A little over a week ago, I traveled west to participate in Workday’s annual industry analyst event – now appropriately rebranded the Workday Innovation Summit. As has been the tradition now for several years, the event was held at the beautiful Cavallo Point Lodge, in Sausalito, CA, just below the Golden Gate Bridge.

While much of the day was spent focusing on Workday’s continued innovation across its HCM and Finance application suites, growing analytics and Cloud Platform capabilities, and AWS support – the theme of extracting greater and greater value for customers, and augmenting executive decision making through machine learning was central to the day. To this end, Aneel Bhusri, Workday’s CEO helped kick-off and frame the day by emphasizing that “machine learning is the fundamental technology of the future.”
The good news is that Workday already has a powerful and unified platform that supports many of the key threads of 21st century architecture. Importantly, I came away with a sense that Workday is taking a very realistic approach to their machine learning (ML) investments – focusing on augmenting the user experience, rather than as a replacement – as it builds out a portfolio of algorithm’s that can be applied to a range of business use cases. I’ve just loved the Phil Mickelson “Business Caddy” ads Workday has been running for the past 6-9 months that emphasize, in a non-technical way, machine learning as supportive to executive decision making.
Fundamental to the successful execution of this strategy has been a focus on extracting more and more value from the data that Workday already manages, as well as helping it increasingly become a hub that leverages a broad range of enterprise and external data.
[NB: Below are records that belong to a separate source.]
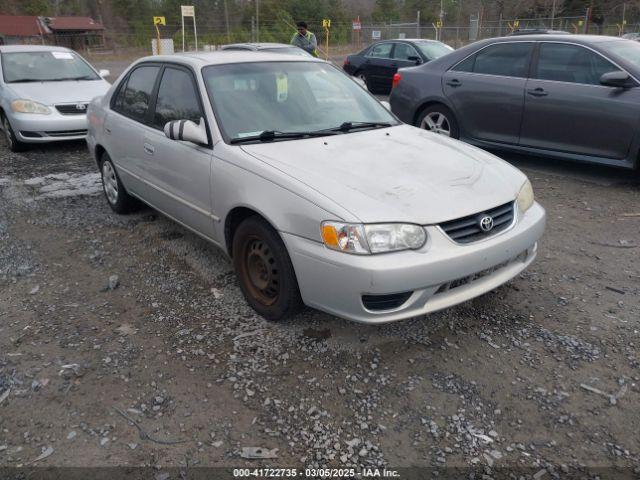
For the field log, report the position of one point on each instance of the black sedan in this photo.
(574, 97)
(377, 63)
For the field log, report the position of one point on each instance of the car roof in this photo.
(258, 46)
(221, 57)
(32, 48)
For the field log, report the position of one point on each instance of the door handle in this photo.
(149, 149)
(538, 92)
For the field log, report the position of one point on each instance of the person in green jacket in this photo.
(305, 39)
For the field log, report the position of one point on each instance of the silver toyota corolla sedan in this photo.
(314, 189)
(44, 93)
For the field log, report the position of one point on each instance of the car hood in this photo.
(397, 174)
(51, 93)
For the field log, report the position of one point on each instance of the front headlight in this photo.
(525, 197)
(373, 238)
(29, 106)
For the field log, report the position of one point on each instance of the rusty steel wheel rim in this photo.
(260, 271)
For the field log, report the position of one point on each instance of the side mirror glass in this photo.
(617, 79)
(187, 131)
I really liked what I saw in regard to the emergence of a single data access layer and analytics engine (see chart) that will help coordinate all of the data (and machine learning services) across its now extended family of products. While the initial use-case will no doubt bring Adaptive Insights into the “Power of One,” the longer-term implications of Workday’s vision for a single reporting architecture could help the company more quickly integrate potential future (functional) acquisitions as well.
I look forward to learning more about this initiative at the Adaptive Insights event in Las Vegas later this month. In closing, I’d like to share how impressed I always am by how well-run this event is, and how open and frank the entire Workday team is in both sharing and receiving feedback about its future plans. This year was no exception. Well done.